Where Mixed Precision Lives

ANDREA does NOT keep everything at one precision. Mixed-precision training stores:


- Master weights: FP32 (preserves training stability)

- Forward & backward compute: FP16 (uses tensor cores)

- AdamW optimizer state: FP32 (m & v need precision for long-tail updates)

- Gradient buffer: FP16 (compute side)


Final memory budget mixes both. ANDREA's actual footprint sits between pure FP16 (720 MB optimizer state) & pure FP32 (1.44 GB optimizer state), closer to FP32 because m & v stay in FP32.

Sizing a Budget for ANDREA-480M

ANDREA-480M (the planned third member of the family) holds ~480 million parameters. Estimate (a) FP16 weights only in MB, (b) FP16 weights + m + v in MB (assume m & v also FP16 for simplicity), & (c) given the 6-8x multiplier rule of thumb, total training-time footprint at FP16. Does ANDREA-480M fit on a single RTX 4090 (24 GB)?

Precision in Practice

Suppose you discovered mid-training that ANDREA-120M was producing occasional NaN losses every ~5000 steps at FP16, & each NaN required restarting from a checkpoint. What ONE change would you try first to reduce NaN frequency without leaving FP16? Justify with a one-sentence mechanism.

Adjacent Activities

Three siblings link to precision:


- Activity 1: Intro / VRAM budget. Precision multiplies every term in the memory budget arithmetic. The 6-8x multiplier rule of thumb is unitless; bytes-per-param gives it units.

- Activity 10: AdamW. Optimizer state (m & v) typically stays at FP32 even when forward/backward compute runs at FP16. Reason: long-tail accumulator precision matters more than runtime speed for the optimizer.

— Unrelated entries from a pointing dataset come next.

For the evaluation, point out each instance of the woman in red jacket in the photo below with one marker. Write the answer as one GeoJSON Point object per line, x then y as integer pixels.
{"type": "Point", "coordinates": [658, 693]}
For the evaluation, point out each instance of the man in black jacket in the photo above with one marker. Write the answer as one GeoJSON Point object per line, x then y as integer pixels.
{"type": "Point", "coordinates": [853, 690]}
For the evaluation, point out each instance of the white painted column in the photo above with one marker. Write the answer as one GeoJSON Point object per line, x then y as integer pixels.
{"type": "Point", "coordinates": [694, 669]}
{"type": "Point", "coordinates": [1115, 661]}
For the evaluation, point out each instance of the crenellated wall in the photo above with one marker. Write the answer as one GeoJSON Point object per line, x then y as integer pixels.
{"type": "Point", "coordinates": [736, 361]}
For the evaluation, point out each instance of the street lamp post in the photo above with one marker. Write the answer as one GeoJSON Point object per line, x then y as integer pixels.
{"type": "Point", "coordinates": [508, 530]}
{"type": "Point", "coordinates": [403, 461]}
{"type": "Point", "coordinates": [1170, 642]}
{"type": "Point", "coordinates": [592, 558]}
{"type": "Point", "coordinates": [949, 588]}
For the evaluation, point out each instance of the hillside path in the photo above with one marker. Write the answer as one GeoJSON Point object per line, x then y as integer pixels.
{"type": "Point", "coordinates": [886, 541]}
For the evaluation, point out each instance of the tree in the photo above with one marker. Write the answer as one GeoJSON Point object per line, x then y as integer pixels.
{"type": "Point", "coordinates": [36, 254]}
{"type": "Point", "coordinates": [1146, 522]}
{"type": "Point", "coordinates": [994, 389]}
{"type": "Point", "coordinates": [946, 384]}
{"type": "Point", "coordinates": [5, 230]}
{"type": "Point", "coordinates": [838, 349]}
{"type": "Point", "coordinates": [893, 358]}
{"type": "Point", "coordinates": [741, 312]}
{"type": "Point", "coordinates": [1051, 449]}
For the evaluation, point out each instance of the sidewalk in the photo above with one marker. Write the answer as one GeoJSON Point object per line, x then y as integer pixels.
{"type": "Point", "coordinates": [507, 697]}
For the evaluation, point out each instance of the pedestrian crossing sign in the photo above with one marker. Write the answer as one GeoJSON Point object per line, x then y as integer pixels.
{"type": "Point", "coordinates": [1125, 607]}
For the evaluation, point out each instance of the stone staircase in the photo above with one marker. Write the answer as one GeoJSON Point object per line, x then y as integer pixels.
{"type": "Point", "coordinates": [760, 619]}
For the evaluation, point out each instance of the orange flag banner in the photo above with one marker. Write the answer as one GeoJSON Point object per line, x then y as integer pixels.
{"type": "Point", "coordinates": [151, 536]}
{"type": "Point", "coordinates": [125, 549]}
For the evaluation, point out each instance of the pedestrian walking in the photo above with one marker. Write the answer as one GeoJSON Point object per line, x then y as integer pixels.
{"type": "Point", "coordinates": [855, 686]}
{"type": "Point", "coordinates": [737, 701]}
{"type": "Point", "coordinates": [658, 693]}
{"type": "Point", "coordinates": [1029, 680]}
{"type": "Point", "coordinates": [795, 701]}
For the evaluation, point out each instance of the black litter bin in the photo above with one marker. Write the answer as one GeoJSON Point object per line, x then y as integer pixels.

- Activity 12: Gradient clipping. Clipping caps gradient magnitudes before optimizer state updates. With FP16 forward/backward & FP32 optimizer, clipping happens at the boundary where precision changes & where overflow risk concentrates.


Precision is a free knob: change it, the model trains faster & uses less memory. The cost is numerical care: NaN handling, loss scaling, mixed-precision discipline. ANDREA-120M v3 demonstrates the payoff: 120M parameters trained on consumer hardware in 23 days because FP16 cut everything in half.